Xinzhe Feng, Shanbang Zhu, Zijun Yan, Chen Wang, Wenwen Tong, Weidong Xu

Abstract


Ankylosing spondylitis (AS) is a chronic, progressive, and inflammatory disease that mainly affects the central axis joint. Although this disease has already been well documented and studied, its pathogenesis is still not well understood. This study aimed to screen and identify key candidate genes involved in the progression of AS. For this purpose, expression profiles of GSE39340 and GSE41038 were downloaded from the Gene Expression Omnibus and displayed in the form of volcano plots and heatmaps. Differentially expressed genes (DEGs) were identified by the Limma package in R and functional enrichment analyses were performed. Moreover, STRING and Cytoscape were utilized to construct protein-protein interaction (PPI) networks and screen significant modules. Immunohistochemistry (IHC) in tissue chips of AS and normal human synovial tissues was performed to confirm the major proteins associated with its development.
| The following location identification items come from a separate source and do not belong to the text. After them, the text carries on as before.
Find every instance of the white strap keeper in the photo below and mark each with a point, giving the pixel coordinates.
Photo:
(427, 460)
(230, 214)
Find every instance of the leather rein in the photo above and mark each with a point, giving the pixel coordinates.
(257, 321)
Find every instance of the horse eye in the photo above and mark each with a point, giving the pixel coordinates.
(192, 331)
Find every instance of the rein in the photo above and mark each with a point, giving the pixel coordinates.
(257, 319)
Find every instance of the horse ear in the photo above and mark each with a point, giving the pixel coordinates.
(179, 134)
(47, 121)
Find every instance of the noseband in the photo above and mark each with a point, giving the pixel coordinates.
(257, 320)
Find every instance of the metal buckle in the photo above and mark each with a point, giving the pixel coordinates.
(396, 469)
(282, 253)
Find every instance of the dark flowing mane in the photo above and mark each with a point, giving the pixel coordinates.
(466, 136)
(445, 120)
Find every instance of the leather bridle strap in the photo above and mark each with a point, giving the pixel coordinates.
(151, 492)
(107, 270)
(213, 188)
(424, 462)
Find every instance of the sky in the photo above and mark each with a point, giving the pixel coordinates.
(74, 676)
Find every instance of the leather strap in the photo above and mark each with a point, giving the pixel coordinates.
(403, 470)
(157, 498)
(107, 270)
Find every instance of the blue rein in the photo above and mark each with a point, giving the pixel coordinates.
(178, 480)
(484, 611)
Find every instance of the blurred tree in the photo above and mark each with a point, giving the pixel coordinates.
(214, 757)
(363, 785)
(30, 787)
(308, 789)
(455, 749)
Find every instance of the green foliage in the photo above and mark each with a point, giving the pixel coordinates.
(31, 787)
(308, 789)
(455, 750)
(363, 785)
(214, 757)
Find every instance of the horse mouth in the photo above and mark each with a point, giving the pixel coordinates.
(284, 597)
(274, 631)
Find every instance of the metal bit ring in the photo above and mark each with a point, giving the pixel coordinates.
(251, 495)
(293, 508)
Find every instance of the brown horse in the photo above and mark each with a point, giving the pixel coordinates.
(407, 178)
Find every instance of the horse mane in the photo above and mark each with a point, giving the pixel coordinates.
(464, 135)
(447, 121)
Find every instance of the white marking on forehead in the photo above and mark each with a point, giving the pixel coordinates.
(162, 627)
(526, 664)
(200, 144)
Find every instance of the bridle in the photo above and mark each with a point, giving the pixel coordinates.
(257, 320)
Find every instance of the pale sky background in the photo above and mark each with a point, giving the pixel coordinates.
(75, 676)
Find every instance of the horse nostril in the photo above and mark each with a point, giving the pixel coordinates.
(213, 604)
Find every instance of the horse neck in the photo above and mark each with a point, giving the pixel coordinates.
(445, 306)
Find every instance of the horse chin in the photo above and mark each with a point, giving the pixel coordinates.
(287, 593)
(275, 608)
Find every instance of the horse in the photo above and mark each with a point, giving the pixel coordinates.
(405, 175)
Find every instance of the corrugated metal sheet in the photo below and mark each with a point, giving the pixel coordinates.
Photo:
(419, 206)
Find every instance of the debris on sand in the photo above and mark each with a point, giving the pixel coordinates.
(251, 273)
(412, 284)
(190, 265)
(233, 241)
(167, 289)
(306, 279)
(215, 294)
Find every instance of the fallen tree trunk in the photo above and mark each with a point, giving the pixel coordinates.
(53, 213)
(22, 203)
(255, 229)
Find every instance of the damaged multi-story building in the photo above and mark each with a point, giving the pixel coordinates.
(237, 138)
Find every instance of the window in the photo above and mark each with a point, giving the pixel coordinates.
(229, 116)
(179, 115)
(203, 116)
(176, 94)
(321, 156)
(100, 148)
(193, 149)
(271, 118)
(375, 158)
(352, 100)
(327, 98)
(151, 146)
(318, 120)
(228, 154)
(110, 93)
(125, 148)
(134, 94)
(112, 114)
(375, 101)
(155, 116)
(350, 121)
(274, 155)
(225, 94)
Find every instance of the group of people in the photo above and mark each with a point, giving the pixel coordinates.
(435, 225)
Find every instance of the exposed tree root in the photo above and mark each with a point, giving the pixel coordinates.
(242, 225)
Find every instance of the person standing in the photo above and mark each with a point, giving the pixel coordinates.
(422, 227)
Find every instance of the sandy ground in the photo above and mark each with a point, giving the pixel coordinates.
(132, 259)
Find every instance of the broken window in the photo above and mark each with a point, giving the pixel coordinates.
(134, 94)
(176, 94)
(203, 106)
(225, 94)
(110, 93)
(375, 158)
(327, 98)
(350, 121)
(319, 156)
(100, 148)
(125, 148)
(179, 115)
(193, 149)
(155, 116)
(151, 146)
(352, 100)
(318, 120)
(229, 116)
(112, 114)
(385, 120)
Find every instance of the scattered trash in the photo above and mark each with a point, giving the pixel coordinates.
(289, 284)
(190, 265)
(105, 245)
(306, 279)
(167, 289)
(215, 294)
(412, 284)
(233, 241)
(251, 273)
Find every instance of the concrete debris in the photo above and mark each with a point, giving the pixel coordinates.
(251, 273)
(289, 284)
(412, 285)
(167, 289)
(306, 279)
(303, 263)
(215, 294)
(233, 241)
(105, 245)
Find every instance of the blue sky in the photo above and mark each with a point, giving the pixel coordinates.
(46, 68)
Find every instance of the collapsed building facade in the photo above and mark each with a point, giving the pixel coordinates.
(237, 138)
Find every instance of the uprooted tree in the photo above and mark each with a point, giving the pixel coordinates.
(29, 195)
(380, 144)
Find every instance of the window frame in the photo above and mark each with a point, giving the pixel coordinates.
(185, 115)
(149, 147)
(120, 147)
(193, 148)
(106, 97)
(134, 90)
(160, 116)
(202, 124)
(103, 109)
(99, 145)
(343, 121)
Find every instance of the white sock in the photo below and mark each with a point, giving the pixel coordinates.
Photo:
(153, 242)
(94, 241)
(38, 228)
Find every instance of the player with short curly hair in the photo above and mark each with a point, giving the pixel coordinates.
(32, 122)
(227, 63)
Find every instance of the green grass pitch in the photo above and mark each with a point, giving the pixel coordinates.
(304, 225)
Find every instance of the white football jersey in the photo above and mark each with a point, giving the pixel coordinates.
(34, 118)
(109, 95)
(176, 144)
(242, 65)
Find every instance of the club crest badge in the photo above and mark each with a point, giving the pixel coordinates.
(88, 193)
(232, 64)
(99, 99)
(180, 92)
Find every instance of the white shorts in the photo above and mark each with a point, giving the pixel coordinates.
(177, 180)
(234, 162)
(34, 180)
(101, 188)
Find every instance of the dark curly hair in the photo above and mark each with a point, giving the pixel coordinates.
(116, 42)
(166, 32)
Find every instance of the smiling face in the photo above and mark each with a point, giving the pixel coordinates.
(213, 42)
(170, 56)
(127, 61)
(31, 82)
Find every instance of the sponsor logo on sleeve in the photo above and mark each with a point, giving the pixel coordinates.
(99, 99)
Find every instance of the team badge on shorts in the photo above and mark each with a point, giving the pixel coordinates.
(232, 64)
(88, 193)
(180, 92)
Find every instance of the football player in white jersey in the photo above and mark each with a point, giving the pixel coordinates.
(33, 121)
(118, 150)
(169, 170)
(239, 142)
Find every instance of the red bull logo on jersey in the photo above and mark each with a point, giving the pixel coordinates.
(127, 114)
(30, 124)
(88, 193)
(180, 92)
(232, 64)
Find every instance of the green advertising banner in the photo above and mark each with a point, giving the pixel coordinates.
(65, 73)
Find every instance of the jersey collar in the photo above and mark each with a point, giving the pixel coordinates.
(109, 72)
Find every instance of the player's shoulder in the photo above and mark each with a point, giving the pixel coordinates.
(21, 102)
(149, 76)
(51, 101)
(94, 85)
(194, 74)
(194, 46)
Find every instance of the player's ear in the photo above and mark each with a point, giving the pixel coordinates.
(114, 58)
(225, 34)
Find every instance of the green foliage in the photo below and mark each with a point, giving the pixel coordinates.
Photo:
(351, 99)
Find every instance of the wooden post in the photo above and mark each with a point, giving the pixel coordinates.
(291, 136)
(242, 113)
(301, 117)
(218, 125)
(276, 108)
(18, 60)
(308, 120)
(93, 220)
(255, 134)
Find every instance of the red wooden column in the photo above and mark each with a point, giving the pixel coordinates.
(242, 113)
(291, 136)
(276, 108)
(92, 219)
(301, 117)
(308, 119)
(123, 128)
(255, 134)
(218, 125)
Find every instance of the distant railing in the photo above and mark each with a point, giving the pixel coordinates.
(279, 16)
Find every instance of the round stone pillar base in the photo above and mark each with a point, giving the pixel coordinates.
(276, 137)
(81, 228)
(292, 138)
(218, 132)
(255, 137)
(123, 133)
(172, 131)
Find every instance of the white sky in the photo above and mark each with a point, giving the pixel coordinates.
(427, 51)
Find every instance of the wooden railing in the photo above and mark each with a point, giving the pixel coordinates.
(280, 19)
Western blotting (WB) and alizarin red staining were applied to validate the expression level of platelet-derived growth factor receptor beta (PDGFRB) and function during osteogenesis differentiation of fibroblasts in AS. A total of 256 DEGs were screened, including 191 up-regulated genes and 65 down-regulated genes. The enriched functions of these identified genes mainly included adherens junction, focal adhesion, and cell-substrate adherens junction. The pathways most highly associated with the progression of AS were TGF-β signaling pathway, the Hippo signaling pathway, and the AGE-RAGE signaling pathway. In addition, IHC showed that mitogen-activated protein kinase 1 (MAPK1), C-X-C motif chemokine receptor 4 (CXCR4), and PDGFRB were highly expressed in AS. PDGFRB was found upregulated during osteogenesis of fibroblasts and stimulates osteogenesis in AS. These findings may improve our understanding of the molecular mechanisms controlling AS. Pharmacological targeting of PDGFRB may initiate a possible suppression of bone formation in AS.

Keywords


Ankylosing spondylitis; Bioinformatics; Differentially expressed gene; Protein-protein interaction network; Functional analysis.